Earlier this morning, I posted the following to Synergeo, which I think is indicative of at least my personal trajectory in semantic space:
Hi Lou --
We've argued about this before.
I've consistently stated I view Synergetics as a work in philosophy, and yes, it's tainted with physics throughout, and with math, but it's best when we shake those loose and can enjoy our pure prefrequency tautologies, which are not "empty nonsense" once you factor in all the cool hypertoons we're getting. Plus (and, in addition), we do get to enter the world of time/size with our various semi-generalizations, regarding banking and accounting and all that good stuff, i.e. we do get to play in the physical world, even to the point of making some changes in physics now and then (but in no sense is that a priority -- physics is free to spin its unified fields forever and there's no reason to get in front of a moving train waving some sign from the resistance).
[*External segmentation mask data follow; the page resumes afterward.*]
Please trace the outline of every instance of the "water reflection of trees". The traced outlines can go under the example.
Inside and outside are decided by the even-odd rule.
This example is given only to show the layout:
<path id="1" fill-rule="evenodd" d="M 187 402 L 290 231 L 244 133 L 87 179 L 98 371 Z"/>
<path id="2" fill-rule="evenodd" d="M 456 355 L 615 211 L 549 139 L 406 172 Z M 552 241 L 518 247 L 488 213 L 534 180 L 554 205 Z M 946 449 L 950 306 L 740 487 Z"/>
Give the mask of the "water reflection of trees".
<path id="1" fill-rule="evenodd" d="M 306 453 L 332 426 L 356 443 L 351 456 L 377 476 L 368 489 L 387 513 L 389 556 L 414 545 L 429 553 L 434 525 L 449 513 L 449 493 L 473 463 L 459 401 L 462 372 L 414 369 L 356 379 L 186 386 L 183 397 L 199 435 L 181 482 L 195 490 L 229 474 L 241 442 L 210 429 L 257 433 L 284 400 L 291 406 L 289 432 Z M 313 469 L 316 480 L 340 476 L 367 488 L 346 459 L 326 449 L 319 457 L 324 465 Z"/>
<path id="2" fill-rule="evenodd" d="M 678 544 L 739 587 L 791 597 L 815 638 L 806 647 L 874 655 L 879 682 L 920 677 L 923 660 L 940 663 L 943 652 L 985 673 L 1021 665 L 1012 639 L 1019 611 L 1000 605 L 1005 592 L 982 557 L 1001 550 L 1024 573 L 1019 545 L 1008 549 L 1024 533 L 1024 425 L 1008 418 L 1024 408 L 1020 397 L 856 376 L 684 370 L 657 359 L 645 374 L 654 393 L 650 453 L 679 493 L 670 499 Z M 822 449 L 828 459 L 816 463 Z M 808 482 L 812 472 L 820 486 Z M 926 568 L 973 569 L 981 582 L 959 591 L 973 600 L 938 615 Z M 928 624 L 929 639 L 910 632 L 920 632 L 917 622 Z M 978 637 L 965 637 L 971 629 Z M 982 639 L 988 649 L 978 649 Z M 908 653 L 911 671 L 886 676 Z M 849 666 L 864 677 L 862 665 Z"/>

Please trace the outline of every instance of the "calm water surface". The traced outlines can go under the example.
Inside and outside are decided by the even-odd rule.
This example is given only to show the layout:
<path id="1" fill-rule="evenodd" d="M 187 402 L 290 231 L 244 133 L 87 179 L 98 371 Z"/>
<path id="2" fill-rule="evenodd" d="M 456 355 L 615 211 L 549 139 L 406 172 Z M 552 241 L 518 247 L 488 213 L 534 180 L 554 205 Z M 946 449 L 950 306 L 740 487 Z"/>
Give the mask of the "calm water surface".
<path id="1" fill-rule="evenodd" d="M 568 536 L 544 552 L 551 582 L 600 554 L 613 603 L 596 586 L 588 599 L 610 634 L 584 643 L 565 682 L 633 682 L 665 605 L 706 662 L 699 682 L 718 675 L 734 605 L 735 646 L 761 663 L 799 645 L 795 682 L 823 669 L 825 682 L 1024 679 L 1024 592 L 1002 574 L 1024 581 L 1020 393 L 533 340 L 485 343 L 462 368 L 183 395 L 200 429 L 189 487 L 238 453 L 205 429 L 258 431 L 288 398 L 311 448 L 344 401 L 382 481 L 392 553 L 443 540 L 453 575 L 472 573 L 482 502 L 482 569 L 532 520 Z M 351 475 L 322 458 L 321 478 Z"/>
So I think what you call my "petulance" is rather your complete misunderstanding of the fact that I'm in a different department all together. Yes, Fuller was anti-hyperspecialization of course, but I pride myself (yes, this is vanity talking) that at least philosophers know that's a problem, whereas physicists, for the most part, have fallen into the same literalist trap as many religious fundamentalists. They think ultimate truth is a set of statements about something physical. That's why we we call them physicists (helps to know Greek -- being patronizing, yes -- helps to know Latin).
So anyway, I'm looking forward to a long-running feud with the physics department over how come we in the philosophy department get to teach synergetics so effectively almost without consulting them it sometimes seems. We're off on some tangent, with our own meaning of "spin" in some remote namespace that's nevertheless quite effective. Our students get good jobs. We don't lack funding.
PS: Lou was actually finding someone else "petulant" and I misunderstood. No matter. I think it's a valuable post anyway, in the sense that I'm marking some turf.
We watched Oliver Stone's Alexander last night. I didn't think he got JFK right either, but it's his job is to make entertaining movies, right? I suppose I was entertained.